1558 — Mary I, 42, (denounced as “Bloody Mary” due to the execution of 283 Protestant­s, most by burning, during her five-year reign) dies. Elizabeth I, her halfsister, becomes queen of England and re-establishe­s a Protestant church (Church of England).

1869 — The Suez Canal is opened in Egypt, linking the Mediterran­ean and Red seas. The French imperial yacht Aigle — with Empress Eugenie, Napoleon III’s wife, and Ferdinand de Lesseps, developer of the canal, on board — leads the first ships to enter at Port Said. 1887 — Bernard Law Montgomery, British Field Marshall who defeats Rommel in North Africa in 1942 and leads Allied troops from D-day to the end of World War 2, is born in London.

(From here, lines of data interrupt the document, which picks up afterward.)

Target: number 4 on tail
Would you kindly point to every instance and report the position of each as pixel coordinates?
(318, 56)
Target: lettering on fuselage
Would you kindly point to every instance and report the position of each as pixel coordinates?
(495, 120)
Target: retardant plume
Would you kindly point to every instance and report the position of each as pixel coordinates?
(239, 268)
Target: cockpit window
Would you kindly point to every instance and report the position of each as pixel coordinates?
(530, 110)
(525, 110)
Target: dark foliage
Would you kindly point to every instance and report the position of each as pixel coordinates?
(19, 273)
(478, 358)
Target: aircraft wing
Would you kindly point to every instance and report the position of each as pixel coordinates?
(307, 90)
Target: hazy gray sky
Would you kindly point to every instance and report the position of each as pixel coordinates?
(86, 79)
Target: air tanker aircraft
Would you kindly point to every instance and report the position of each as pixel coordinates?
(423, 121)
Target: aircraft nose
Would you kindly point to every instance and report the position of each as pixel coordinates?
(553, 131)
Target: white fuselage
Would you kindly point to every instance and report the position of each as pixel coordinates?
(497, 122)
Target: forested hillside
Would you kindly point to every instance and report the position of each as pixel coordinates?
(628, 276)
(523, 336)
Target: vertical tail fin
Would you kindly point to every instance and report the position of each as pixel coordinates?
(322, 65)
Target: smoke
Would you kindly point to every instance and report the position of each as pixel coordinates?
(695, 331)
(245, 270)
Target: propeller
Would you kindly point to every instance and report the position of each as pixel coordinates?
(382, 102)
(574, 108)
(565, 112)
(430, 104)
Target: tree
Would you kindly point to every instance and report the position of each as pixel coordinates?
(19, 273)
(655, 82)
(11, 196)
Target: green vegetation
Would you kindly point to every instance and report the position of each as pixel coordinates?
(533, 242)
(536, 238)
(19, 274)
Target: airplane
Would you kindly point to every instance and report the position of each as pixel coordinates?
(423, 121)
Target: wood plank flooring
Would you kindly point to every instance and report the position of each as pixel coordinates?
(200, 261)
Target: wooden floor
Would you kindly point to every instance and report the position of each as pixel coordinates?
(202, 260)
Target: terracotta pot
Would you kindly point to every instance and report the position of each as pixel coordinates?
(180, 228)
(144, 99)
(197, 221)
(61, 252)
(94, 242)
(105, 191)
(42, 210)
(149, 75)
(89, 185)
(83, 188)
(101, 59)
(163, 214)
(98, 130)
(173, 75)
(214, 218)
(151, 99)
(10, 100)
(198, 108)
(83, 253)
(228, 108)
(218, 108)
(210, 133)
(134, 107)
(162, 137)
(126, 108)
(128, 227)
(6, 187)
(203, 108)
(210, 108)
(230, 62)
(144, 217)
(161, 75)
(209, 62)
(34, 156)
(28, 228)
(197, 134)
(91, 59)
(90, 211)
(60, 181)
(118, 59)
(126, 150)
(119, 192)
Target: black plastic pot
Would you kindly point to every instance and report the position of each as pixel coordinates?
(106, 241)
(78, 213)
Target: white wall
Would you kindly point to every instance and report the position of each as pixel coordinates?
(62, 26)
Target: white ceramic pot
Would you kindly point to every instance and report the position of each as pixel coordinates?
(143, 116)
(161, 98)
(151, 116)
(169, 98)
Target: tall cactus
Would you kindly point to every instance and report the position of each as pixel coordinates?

1903 — Vladimir Lenin’s efforts to impose his own radical views on the Russian Social Democratic Labour Party split the party into two factions — the Bolsheviks (majority) and Mensheviks (minority).

1917 — Sculptor Auguste Rodin, 77, (“The Kiss”, “The Thinker”) dies in Meudon, France. He married Rose Beuret on January 29, 53 years into their relationsh­ip. She died on February 16. Rodin was sick the whole year (influenza in January). On November 16 his physician announced “the patient’s condition is grave” due “to congestion of the lungs. In a 1923 book Marcell Tirel, Rodin’s secretary, alleges that Rodin’s death was largely due to cold, and the fact that he had no heat at Meudon. Rodin requested permission to stay in the (heated) Hotel Biron, a museum of his works. The director of the museum refused.

1925 — Actor Rock Hudson (Roy Harold Scherer jnr) is born in Winnetka, Illinois.

1947 — The Screen Actors Guild votes to force its officers to take a “non-communist” pledge.

1950 — Lhamo Dondrub, 15, the 14th Dalai Lama, is formally enthroned as the temporal ruler of Tibet.. 1968 — NBC outrages football fans by cutting away from the final minutes of a New York Jets-Oakland Raiders game — with the Jets leading 32-29 — to a scheduled TV special, “Heidi”. Viewers are deprived of seeing the Raiders win 43-32.

1977 — Ryk Neethling, member of the SA 4x100m freestyle relay team that wins gold in world-record time at the 2004 Athens Olympics and the first South African to compete in four consecutiv­e Games (1996-2008), is born in Bloemfonte­in.